Will is left alone with the crime scene photos and hallucinates first the process by which the heart was constructed, then the heart transforms into deformed likeness of the raven stag that has always symbolised Graham’s relationship with Hannibal. Through out the last season the stag had mutated into a more human form as Graham understood Hannibal better, when he began to seemingly follow the murderers lead it regained its original form, until it died with Will’s betrayal and Hannibal’s vengeance. This particular origami display can be understood as Hannibal’s broken heart, a valentine written on a dead man. Will and Abigail discuss what might have happened if they had simply gone along with Hannibal in the first place and whether this is a sign that Lecter misses them or is simply playing with them. Will points out that Hannibal is doing nothing for Abigail because she is already dead. No one else in the episode has interacted with her because she is only an element of Will’s imagination. The viewer sees that, whilst the surgeons fought to save Will, Abigail was simultaneously being autopsied. Lecter’s mind palace is filled with things, Graham’s filled with people he could not save. This is a plot device that I was rather expecting- personally I’d hoped that this would be the case with Bedelia Du Maurier in season one, since she interacted only with Hannibal for all of her early appearances. Now that he has faced the truth about Abigail, Will Graham is alone again. However this is merely an illusion, Hannibal is still in the chapel. Graham advises Pazzi to give up his search lest Lecter kills him, then descends into the catacombs to look for the cannibal. The darkness hides him from view but Will confesses to the shadows that he forgives Hannibal for his betrayal, just as Hannibal once forgave him. Since Hannibal murdered Abigail immediately after his own pronouncement, we can assume that Will means this as a threat as well, the hunt is on.

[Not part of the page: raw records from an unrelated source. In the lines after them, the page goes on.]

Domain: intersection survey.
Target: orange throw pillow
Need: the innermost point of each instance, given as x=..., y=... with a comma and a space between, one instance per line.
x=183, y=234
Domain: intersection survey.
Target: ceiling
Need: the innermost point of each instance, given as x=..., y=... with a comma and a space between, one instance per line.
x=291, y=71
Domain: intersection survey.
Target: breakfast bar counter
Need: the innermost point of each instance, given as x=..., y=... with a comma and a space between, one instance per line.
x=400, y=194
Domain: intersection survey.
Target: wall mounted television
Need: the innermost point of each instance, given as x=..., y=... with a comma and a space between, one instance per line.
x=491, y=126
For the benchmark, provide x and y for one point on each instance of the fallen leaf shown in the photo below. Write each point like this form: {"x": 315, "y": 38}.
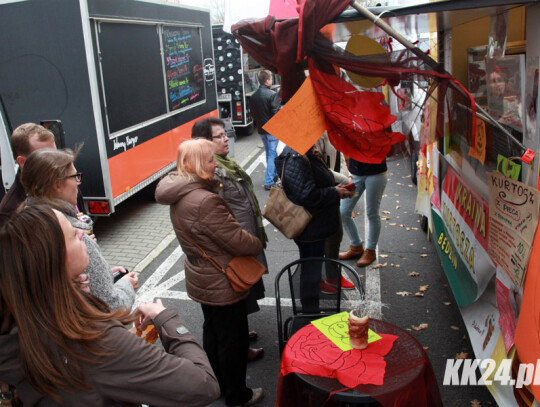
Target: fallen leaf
{"x": 379, "y": 266}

So a sad but inevitable end for dear Abigail Hobbs and we STILL don’t know the fate of either Alana Bloom or Jack Crawford. Although Alana could have been the bandaged blurry figure that Will met on first regaining consciousness- the two characters do have similar builds and hair, and whilst Jack was stabbed in the neck it’d be pretty hard to confuse Laurence Fishburne with Kacey Rohl. After last week’s tense episode filled with questionable food porn and faux domestic bliss, it’s almost a relief to get back to something like the police procedural we’re used to, albeit elegantly shot in a variety of luscious Italian locations. It might often be brutal but it can never be said that the Hannibal production team miss any opportunity to make every scene visually enthralling. Whilst we felt as powerless as Bedelia as Hannibal’s plans unravelled around him, the return of Will Graham gives us someone who can take charge and actively pull the threads of Lecter’s machinations apart. However Will’s stability, always so tenuous, has not really returned to him during his recovery. Between the hallucinations of his long dead pseudo daughter, the visions of buildings crumbling around him and the newly monstrous raven stag; it is clear that Graham’s mind is far from well. It isn’t even clear whether Will is there on official business or otherwise. Even he himself warns Pazzi against trusting him, since the detective has no way to tell what side Graham is on. W know he is hunting Hannibal, but is he looking to capture him or to join him?